Eva Hoffman, the writer and literary scholar, writing in The New York Review of Books, was more supportive. She noted that the book had been “criticized for the harshness and alleged ‘cynicism’ of its tone” and acknowledged that it was “indeed a tough-minded work, sharp, brusque, and sometimes nearly Swiftian in its acerbities.” But, she added, “the anger is a measure of Novick’s involvement; his candor is part of the argument. Novick is clearly intent on cutting through the circumlocutions of habitual Holocaust discourse, on challenging what he sees as its obfuscations with uncompromising logic and saying out loud what is often intimated in private.”
Jan Goldstein, a friend and colleague of Dr. Novick’s at the University of Chicago, recalled that “very often historians of Jewish background would take the thesis as an attack on American Jews.”

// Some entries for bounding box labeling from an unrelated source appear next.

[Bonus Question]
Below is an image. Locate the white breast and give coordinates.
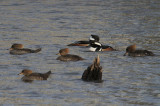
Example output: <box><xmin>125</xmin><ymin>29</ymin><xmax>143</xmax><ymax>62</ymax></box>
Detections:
<box><xmin>89</xmin><ymin>47</ymin><xmax>96</xmax><ymax>52</ymax></box>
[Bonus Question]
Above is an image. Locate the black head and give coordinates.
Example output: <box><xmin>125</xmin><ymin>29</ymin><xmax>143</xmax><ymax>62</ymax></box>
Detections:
<box><xmin>89</xmin><ymin>35</ymin><xmax>99</xmax><ymax>42</ymax></box>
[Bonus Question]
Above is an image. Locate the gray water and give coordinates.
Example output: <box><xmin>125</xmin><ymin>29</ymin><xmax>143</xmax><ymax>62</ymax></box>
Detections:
<box><xmin>0</xmin><ymin>0</ymin><xmax>160</xmax><ymax>106</ymax></box>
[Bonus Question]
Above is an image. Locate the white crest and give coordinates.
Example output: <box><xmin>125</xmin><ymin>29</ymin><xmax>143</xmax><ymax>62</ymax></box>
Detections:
<box><xmin>89</xmin><ymin>47</ymin><xmax>96</xmax><ymax>52</ymax></box>
<box><xmin>89</xmin><ymin>36</ymin><xmax>95</xmax><ymax>40</ymax></box>
<box><xmin>94</xmin><ymin>42</ymin><xmax>102</xmax><ymax>46</ymax></box>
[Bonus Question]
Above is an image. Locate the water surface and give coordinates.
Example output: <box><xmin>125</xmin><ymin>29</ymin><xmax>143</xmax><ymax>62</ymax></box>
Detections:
<box><xmin>0</xmin><ymin>0</ymin><xmax>160</xmax><ymax>106</ymax></box>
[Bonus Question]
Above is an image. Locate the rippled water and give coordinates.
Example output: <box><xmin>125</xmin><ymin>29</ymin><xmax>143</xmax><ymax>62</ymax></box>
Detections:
<box><xmin>0</xmin><ymin>0</ymin><xmax>160</xmax><ymax>106</ymax></box>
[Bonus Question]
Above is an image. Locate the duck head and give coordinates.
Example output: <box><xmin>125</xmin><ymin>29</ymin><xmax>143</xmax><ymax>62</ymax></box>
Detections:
<box><xmin>10</xmin><ymin>43</ymin><xmax>23</xmax><ymax>50</ymax></box>
<box><xmin>124</xmin><ymin>44</ymin><xmax>136</xmax><ymax>56</ymax></box>
<box><xmin>57</xmin><ymin>48</ymin><xmax>69</xmax><ymax>56</ymax></box>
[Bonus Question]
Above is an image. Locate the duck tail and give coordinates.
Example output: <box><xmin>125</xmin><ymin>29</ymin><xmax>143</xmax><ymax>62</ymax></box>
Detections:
<box><xmin>43</xmin><ymin>71</ymin><xmax>51</xmax><ymax>80</ymax></box>
<box><xmin>33</xmin><ymin>48</ymin><xmax>42</xmax><ymax>53</ymax></box>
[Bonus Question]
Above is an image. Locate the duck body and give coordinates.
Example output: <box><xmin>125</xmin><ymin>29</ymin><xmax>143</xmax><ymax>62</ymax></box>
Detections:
<box><xmin>56</xmin><ymin>48</ymin><xmax>84</xmax><ymax>61</ymax></box>
<box><xmin>57</xmin><ymin>54</ymin><xmax>84</xmax><ymax>61</ymax></box>
<box><xmin>67</xmin><ymin>41</ymin><xmax>89</xmax><ymax>46</ymax></box>
<box><xmin>18</xmin><ymin>69</ymin><xmax>51</xmax><ymax>82</ymax></box>
<box><xmin>10</xmin><ymin>44</ymin><xmax>41</xmax><ymax>55</ymax></box>
<box><xmin>89</xmin><ymin>42</ymin><xmax>115</xmax><ymax>51</ymax></box>
<box><xmin>124</xmin><ymin>45</ymin><xmax>154</xmax><ymax>57</ymax></box>
<box><xmin>67</xmin><ymin>35</ymin><xmax>99</xmax><ymax>46</ymax></box>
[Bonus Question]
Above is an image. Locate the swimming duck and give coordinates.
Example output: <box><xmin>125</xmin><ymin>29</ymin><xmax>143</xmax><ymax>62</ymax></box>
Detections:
<box><xmin>18</xmin><ymin>69</ymin><xmax>51</xmax><ymax>82</ymax></box>
<box><xmin>89</xmin><ymin>42</ymin><xmax>115</xmax><ymax>51</ymax></box>
<box><xmin>57</xmin><ymin>48</ymin><xmax>84</xmax><ymax>61</ymax></box>
<box><xmin>124</xmin><ymin>44</ymin><xmax>154</xmax><ymax>57</ymax></box>
<box><xmin>67</xmin><ymin>35</ymin><xmax>99</xmax><ymax>46</ymax></box>
<box><xmin>10</xmin><ymin>43</ymin><xmax>41</xmax><ymax>55</ymax></box>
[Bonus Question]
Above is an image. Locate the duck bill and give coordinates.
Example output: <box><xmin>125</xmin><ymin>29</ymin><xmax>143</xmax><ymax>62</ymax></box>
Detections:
<box><xmin>56</xmin><ymin>53</ymin><xmax>60</xmax><ymax>55</ymax></box>
<box><xmin>18</xmin><ymin>73</ymin><xmax>23</xmax><ymax>75</ymax></box>
<box><xmin>123</xmin><ymin>52</ymin><xmax>128</xmax><ymax>56</ymax></box>
<box><xmin>9</xmin><ymin>48</ymin><xmax>13</xmax><ymax>50</ymax></box>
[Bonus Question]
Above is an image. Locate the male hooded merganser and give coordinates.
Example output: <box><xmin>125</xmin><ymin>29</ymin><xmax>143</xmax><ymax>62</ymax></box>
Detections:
<box><xmin>124</xmin><ymin>44</ymin><xmax>154</xmax><ymax>57</ymax></box>
<box><xmin>18</xmin><ymin>69</ymin><xmax>51</xmax><ymax>82</ymax></box>
<box><xmin>67</xmin><ymin>35</ymin><xmax>99</xmax><ymax>46</ymax></box>
<box><xmin>89</xmin><ymin>42</ymin><xmax>115</xmax><ymax>51</ymax></box>
<box><xmin>10</xmin><ymin>44</ymin><xmax>41</xmax><ymax>55</ymax></box>
<box><xmin>57</xmin><ymin>48</ymin><xmax>84</xmax><ymax>61</ymax></box>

“He was regarded by some as a self-hating Jew,” Dr. Goldstein said of Dr. Novick, “which he was definitely not.”
In 2000, The Economist cited Dr. Novick’s book as the “starting point” for a far more controversial one, “The Holocaust Industry: Reflections on the Exploitation of Jewish Suffering,” in which the author, Norman G. Finkelstein, contended that the Holocaust was being exploited for personal, political and economic reasons.
Ms. Novick recalled the uproar over her husband’s book. “Some people hated the book,” she said. “People said: ‘This is a bad thing. You’re saying the Holocaust was not the most horrible thing in the world.’ ”
Still, she added, “Unbeliever that he was, Peter found strong supporters among many rabbis — liberals to Orthodox — who shared his concern that the Holocaust might replace religion as the central symbol of Jewishness.”
Peter Novick was born in Jersey City on July 26, 1934, to Michael and Esther Novick. His grandparents immigrated to the United States from Eastern Europe in the 1890s. After serving in the Army, Dr. Novick received his bachelor’s degree in 1957 and his doctorate in 1965, both from Columbia University. Besides his wife, he is survived by a son, Michael.
Dr. Novick joined the University of Chicago faculty in 1966 and retired in 1999. His specialty was historiography, the study of the techniques of historical research, and even here he challenged orthodoxies.
In his 1988 book, “That Noble Dream: The ‘Objectivity Question’ and the American Historical Profession,” he questioned the idea of objectivity itself in historical research. Tracing its development, he wrote that history was long considered a kind of literary genre until the late 19th century, infused with an author’s point of view. That changed when the prevailing ideal became fact-based documentation without preconception. Dr. Novick was again skeptical, believing that the “myth of objectivity breaks down,” as Dr. Goldstein put it — “that there is no such thing as a fact in isolation from a preconceived theory or narrative.”
Of the criticism of his Holocaust book, Dr. Novick told the Chicago Tribune in 1999: “I knew I’d get some static and controversy on this,” adding that the reaction was “divided between those who say, ‘Right on!’ and those who are scandalized and outraged.”
“They don’t just pay me here for the teaching I do,” he said. “I produce scholarship.”